Par exemple, la sortie récente de plusieurs excellents modèles très avancés comme Qwen3, Gemini 2.5, GPT-4.1 et Grok-3 aurait dû, il y a deux ans, provoquer un mois explosif.
Pourtant, après avoir discuté avec divers développeurs, je me rends compte que ce n’est pas tant qu’ils soient « blasés », mais plutôt que leur excitation passive s’est transformée en une accélération concrète : ils passent du statut de simples spectateurs à celui d’acteurs. Leur regard évolue : au-delà des performances brutes du modèle, ils commencent à se demander si celui-ci peut vraiment améliorer leurs propres projets. Autrement dit, l’« alignement » entre le modèle et les développeurs devient un critère central.
Avant même la sortie de Qwen3, beaucoup d’entrepreneurs et développeurs autour de moi savaient que l’équipe Qwen préparait quelque chose de gros. Certains surveillaient déjà la situation depuis plus d’un mois, et ont immédiatement basculé leurs applications IA en cours de développement vers Qwen3 dès sa sortie. Lorsque je discute aujourd’hui des dernières évolutions avec eux, Qwen3 revient de plus en plus souvent dans la conversation.

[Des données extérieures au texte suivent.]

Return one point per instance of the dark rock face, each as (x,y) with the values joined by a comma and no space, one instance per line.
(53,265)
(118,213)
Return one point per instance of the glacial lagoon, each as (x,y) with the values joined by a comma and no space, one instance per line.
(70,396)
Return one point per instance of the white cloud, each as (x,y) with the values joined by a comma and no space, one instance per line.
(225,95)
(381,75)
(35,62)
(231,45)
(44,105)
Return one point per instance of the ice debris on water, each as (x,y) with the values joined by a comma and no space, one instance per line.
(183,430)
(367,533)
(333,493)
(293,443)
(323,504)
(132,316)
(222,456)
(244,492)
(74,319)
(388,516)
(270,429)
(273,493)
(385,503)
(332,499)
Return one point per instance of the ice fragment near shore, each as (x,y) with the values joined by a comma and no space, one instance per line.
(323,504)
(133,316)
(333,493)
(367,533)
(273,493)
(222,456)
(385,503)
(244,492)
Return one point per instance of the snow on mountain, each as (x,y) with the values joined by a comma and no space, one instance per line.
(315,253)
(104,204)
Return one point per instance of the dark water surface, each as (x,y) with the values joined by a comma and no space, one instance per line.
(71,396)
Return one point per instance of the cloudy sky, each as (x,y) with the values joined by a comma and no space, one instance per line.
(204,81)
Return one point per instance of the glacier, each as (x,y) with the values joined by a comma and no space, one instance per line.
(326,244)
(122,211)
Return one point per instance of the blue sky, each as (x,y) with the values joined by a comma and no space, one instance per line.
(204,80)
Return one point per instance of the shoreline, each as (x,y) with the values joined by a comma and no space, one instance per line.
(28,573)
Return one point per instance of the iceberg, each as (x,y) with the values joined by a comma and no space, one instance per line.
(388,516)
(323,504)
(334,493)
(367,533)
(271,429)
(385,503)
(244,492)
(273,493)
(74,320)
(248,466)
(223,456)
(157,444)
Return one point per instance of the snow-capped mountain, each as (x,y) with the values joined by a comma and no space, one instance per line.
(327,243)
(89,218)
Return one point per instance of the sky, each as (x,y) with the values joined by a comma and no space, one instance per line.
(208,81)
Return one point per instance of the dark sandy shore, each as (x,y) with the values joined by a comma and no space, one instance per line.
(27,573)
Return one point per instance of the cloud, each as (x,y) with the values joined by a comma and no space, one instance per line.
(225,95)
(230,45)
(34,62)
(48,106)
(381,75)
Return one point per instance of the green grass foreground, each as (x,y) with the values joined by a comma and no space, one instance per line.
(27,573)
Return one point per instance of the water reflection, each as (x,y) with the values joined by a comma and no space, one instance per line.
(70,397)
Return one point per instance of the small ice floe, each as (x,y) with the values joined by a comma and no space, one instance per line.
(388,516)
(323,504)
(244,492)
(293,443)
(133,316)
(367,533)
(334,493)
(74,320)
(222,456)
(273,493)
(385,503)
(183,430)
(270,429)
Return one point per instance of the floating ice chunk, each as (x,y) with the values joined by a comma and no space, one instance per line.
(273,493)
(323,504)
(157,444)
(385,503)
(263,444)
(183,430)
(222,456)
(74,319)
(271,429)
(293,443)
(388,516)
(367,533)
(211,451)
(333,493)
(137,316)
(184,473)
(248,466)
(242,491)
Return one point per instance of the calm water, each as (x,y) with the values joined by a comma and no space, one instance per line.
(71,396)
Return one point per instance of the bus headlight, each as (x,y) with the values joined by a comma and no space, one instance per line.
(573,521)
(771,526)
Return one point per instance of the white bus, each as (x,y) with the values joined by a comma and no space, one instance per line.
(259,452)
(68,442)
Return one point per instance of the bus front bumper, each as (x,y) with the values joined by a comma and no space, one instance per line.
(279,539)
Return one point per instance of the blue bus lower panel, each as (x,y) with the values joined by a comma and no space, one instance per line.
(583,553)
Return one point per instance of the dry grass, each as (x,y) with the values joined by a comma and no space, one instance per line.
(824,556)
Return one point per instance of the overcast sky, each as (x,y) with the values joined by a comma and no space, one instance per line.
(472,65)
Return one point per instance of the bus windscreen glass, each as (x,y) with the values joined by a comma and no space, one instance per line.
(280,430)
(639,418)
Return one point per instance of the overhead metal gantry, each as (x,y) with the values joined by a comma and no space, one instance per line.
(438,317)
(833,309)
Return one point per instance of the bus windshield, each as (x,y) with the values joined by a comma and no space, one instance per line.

D’après eux, juger les modèles uniquement sur la base de benchmarks, comme on le faisait il y a deux ans, n’a désormais plus grand sens. En effet, grâce à une trajectoire claire d’amélioration – pré-entraînement, post-entraînement et apprentissage par renforcement – les performances sur des tâches spécifiques comme la génération de code ou l’écriture tendent à s’uniformiser. Ces benchmarks ne reflètent plus les conditions réelles d’utilisation, surtout depuis que l’année a lancé l’accélération des agents IA.
Sous cet angle, Qwen3 va bien au-delà de l’amélioration des capacités de base : il s’aligne fortement sur les besoins réels des développeurs et leurs scénarios concrets. On peut dire qu’il a été conçu et affiné précisément pour être facilement adopté par les développeurs et les entreprises.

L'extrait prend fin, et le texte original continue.